Quand elle crée, Juliet Casella ressent son environnement. Son processus de création est très instinctif, et le plus souvent, elle lit ses tableaux après les avoir faits. “Je laisse mon inconscient me guider. Par exemple pour The Scorpio’s Kiss [visible en ce moment à la galerie Sobering, à Paris], je venais de me séparer de quelqu’un à ce moment-là. C’était une relation toxique, à l’image du poison du scorpion, l’univers de la fête, les verres, et ce corps qui écrase l’autre. J’étais en train de vivre cette période de rupture, et sans le savoir, j’étais déjà en train de la peindre. Il y a beaucoup d’artistes qui essayent de donner un sens à chaque œuvre, mais je pense que l’œuvre s’explique d’elle-même, elle parle de choses que tu ne sais pas encore toi-même.”

Dans sa pratique, Juliet Casella fait défiler les images devant ses yeux, emmagasine des flux et les digère par le pouvoir de la composition.

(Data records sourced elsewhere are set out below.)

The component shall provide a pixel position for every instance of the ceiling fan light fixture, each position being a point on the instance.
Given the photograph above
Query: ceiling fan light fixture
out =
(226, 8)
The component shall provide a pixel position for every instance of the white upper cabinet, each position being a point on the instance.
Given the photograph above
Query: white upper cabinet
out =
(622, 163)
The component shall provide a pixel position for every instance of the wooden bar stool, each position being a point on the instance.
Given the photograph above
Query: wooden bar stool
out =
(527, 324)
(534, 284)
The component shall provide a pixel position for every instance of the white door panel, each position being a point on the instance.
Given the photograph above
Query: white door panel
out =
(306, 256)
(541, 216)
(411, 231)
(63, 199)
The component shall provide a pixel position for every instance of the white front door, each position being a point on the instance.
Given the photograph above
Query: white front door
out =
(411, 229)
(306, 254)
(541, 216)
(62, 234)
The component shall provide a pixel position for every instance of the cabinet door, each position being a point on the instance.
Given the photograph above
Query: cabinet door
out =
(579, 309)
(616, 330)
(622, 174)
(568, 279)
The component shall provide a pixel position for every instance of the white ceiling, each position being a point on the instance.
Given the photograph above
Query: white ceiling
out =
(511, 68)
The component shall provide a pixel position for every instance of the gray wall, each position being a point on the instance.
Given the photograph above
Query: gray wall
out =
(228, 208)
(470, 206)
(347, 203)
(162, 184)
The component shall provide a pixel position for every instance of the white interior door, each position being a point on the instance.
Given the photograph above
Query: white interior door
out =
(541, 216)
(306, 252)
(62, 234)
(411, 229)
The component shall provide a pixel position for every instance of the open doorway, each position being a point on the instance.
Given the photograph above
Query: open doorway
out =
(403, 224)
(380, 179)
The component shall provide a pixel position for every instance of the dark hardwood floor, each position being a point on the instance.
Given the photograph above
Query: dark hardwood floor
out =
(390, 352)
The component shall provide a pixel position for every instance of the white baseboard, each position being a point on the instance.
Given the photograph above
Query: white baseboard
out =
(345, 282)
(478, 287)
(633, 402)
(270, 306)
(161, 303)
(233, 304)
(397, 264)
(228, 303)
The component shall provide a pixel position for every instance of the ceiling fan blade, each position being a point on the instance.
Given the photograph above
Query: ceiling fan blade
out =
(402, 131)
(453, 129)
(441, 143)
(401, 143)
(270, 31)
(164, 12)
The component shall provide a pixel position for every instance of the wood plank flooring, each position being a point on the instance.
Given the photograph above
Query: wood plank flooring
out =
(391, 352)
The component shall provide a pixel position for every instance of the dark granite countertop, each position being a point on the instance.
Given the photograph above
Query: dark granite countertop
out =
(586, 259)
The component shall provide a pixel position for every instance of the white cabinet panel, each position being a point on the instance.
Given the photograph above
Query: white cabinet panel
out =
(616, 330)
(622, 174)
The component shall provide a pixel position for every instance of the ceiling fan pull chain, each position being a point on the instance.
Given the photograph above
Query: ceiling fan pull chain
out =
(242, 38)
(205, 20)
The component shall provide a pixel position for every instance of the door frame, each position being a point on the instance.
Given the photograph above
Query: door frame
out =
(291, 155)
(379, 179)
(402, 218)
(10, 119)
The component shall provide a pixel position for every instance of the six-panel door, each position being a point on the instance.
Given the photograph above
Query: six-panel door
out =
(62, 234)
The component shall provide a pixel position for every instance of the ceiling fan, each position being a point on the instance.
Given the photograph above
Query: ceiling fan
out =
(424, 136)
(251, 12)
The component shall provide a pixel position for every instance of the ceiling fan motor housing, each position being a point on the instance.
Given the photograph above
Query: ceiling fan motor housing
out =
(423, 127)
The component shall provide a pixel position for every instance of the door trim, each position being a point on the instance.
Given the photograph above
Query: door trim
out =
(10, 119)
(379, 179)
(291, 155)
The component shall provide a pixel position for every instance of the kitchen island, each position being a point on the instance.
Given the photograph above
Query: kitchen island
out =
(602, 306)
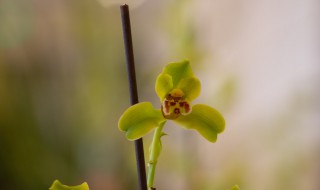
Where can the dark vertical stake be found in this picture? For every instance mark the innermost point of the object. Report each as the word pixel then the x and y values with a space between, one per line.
pixel 126 27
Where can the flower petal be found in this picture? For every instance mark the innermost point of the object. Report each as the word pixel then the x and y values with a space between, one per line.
pixel 140 119
pixel 205 119
pixel 191 87
pixel 163 85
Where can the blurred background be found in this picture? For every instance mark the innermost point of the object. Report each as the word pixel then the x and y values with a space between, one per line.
pixel 63 86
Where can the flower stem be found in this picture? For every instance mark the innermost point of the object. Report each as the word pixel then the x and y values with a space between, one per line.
pixel 155 150
pixel 126 27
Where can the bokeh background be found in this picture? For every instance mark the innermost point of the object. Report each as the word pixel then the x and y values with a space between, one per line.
pixel 63 86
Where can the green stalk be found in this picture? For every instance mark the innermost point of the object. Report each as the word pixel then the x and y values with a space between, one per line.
pixel 155 150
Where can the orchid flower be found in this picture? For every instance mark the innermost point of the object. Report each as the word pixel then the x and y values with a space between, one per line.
pixel 176 87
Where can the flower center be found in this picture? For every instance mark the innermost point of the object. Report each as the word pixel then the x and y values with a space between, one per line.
pixel 174 105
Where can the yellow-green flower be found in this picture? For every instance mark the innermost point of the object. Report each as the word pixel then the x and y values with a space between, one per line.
pixel 176 87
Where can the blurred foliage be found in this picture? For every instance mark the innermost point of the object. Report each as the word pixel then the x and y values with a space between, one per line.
pixel 63 87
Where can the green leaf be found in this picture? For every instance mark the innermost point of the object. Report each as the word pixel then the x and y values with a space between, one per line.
pixel 236 187
pixel 191 87
pixel 163 85
pixel 178 71
pixel 57 185
pixel 140 119
pixel 205 119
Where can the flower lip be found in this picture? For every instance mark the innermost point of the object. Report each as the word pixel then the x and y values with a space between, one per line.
pixel 174 105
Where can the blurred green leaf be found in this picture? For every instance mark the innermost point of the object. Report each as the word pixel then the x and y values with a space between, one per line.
pixel 236 187
pixel 57 185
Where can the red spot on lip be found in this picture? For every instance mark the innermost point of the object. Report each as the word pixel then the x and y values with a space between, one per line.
pixel 187 107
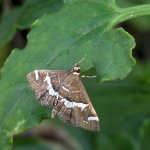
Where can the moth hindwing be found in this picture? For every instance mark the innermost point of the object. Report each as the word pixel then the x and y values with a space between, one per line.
pixel 65 93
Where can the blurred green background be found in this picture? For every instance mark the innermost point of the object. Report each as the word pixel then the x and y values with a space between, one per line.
pixel 122 106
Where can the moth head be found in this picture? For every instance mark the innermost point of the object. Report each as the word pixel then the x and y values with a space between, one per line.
pixel 76 68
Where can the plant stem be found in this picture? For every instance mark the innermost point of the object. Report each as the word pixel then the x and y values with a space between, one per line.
pixel 131 12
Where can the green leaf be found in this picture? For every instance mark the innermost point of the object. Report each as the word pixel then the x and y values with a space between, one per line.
pixel 58 41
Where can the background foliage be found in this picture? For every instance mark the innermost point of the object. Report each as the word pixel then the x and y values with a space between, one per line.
pixel 62 33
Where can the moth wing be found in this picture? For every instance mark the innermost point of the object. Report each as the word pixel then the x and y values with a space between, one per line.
pixel 37 81
pixel 83 113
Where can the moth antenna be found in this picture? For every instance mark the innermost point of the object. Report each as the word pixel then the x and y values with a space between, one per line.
pixel 81 60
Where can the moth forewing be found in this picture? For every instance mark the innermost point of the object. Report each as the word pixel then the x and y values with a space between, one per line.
pixel 65 93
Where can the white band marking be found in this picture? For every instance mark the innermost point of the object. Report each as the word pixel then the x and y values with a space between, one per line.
pixel 36 75
pixel 50 87
pixel 69 104
pixel 93 118
pixel 65 89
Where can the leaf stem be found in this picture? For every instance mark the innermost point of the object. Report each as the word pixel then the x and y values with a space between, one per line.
pixel 131 12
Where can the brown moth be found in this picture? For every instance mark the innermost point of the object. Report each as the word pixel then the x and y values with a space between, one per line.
pixel 65 93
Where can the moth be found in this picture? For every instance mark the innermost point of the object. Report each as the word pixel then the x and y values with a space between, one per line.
pixel 64 92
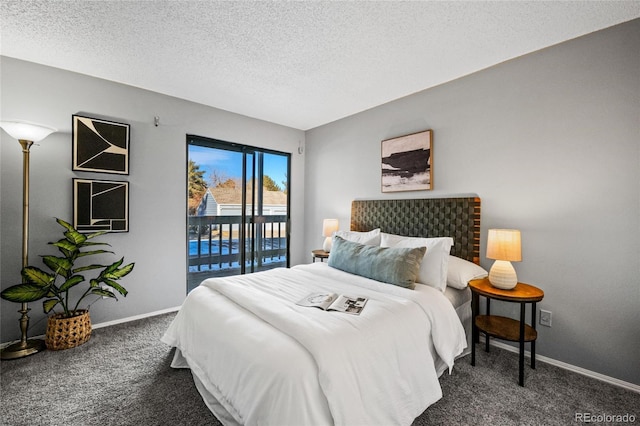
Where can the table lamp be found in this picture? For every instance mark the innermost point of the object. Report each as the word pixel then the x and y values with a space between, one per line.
pixel 504 246
pixel 329 226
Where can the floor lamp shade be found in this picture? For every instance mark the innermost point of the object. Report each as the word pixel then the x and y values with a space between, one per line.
pixel 26 133
pixel 504 245
pixel 329 227
pixel 24 130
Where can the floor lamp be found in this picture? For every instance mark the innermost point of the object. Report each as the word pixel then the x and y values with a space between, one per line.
pixel 26 133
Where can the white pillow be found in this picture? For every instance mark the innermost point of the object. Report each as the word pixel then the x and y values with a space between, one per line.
pixel 462 271
pixel 371 238
pixel 433 270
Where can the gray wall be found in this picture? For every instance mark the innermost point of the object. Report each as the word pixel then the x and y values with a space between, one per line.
pixel 156 241
pixel 551 143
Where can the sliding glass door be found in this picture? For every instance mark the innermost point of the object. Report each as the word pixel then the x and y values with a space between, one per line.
pixel 238 209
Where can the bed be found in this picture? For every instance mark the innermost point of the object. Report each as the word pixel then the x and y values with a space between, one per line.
pixel 257 357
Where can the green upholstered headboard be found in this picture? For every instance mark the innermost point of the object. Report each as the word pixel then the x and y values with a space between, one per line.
pixel 458 218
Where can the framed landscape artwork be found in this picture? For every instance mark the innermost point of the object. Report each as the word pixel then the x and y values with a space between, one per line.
pixel 406 162
pixel 100 205
pixel 100 146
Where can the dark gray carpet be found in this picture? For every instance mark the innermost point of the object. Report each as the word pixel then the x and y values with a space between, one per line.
pixel 122 376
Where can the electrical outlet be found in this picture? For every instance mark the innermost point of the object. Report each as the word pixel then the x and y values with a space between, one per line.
pixel 545 318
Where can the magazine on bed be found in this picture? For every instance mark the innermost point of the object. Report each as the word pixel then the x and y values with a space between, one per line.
pixel 335 302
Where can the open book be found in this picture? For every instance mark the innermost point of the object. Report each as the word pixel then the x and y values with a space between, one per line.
pixel 334 302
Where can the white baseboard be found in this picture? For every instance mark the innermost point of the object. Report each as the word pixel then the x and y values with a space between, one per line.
pixel 108 323
pixel 611 380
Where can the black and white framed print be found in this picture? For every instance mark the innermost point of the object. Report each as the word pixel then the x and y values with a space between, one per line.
pixel 407 162
pixel 100 205
pixel 100 146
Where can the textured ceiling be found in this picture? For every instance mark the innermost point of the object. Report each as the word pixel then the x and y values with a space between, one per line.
pixel 300 64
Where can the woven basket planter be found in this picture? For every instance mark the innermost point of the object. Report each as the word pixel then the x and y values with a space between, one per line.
pixel 65 333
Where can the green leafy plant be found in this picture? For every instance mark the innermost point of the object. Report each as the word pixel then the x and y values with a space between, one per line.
pixel 55 286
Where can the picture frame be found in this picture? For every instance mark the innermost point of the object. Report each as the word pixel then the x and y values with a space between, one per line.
pixel 100 146
pixel 100 205
pixel 406 163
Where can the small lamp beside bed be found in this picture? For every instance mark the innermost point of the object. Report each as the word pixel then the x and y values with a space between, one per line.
pixel 504 246
pixel 329 226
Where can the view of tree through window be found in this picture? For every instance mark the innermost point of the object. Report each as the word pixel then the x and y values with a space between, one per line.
pixel 238 209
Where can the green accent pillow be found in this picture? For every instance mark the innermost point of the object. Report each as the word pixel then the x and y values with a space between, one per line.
pixel 397 266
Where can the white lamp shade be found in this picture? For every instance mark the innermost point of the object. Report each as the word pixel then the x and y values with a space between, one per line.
pixel 504 244
pixel 24 130
pixel 329 226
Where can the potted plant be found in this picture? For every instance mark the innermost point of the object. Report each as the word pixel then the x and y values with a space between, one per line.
pixel 72 325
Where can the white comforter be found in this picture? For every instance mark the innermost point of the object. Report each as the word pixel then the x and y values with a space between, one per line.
pixel 267 360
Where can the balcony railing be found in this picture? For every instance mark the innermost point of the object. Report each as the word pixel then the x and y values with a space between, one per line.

Cette démarche peut amener à une saturation : “J’étais tellement obsédée par les images que j’étais aussi obsédée par les images des autres, à scroller sur Instagram. Je me noyais. Ça te lobotomise. Il fallait que j’en fasse quelque chose, que j’utilise ces heures à regarder des images. Quand je les peins, ça reprend du sens, je suis très loin de tout pendant des heures, je suis dans le réel.”

“J’étais en train de vivre cette période de rupture, et sans le savoir, j’étais déjà en train de la peindre”

Pour apporter ses œuvres à leur public dans une société toujours plus virtuelle, Juliet Casella joue avec la performance de soi et les codes narcissiques imposés par les algorithmes : “Si je mets une photo de moi sur Instagram, il y a plus de likes que si je mets juste l’œuvre. Et les puristes de l’art vont me dire qu’il n’y a que l’œuvre qui compte mais non, il faut vivre avec notre époque. Faut s’adapter plutôt que de rester dans son carcan. J’aime l’idée que mes images soient cyberséduisantes, car ça aidera les gens à s’arrêter pour les regarder, et j’ai pour but de toucher tous les âges et toutes les classes sociales. J’utilise la couleur pour attirer l’œil sur des sujets plus sombres.”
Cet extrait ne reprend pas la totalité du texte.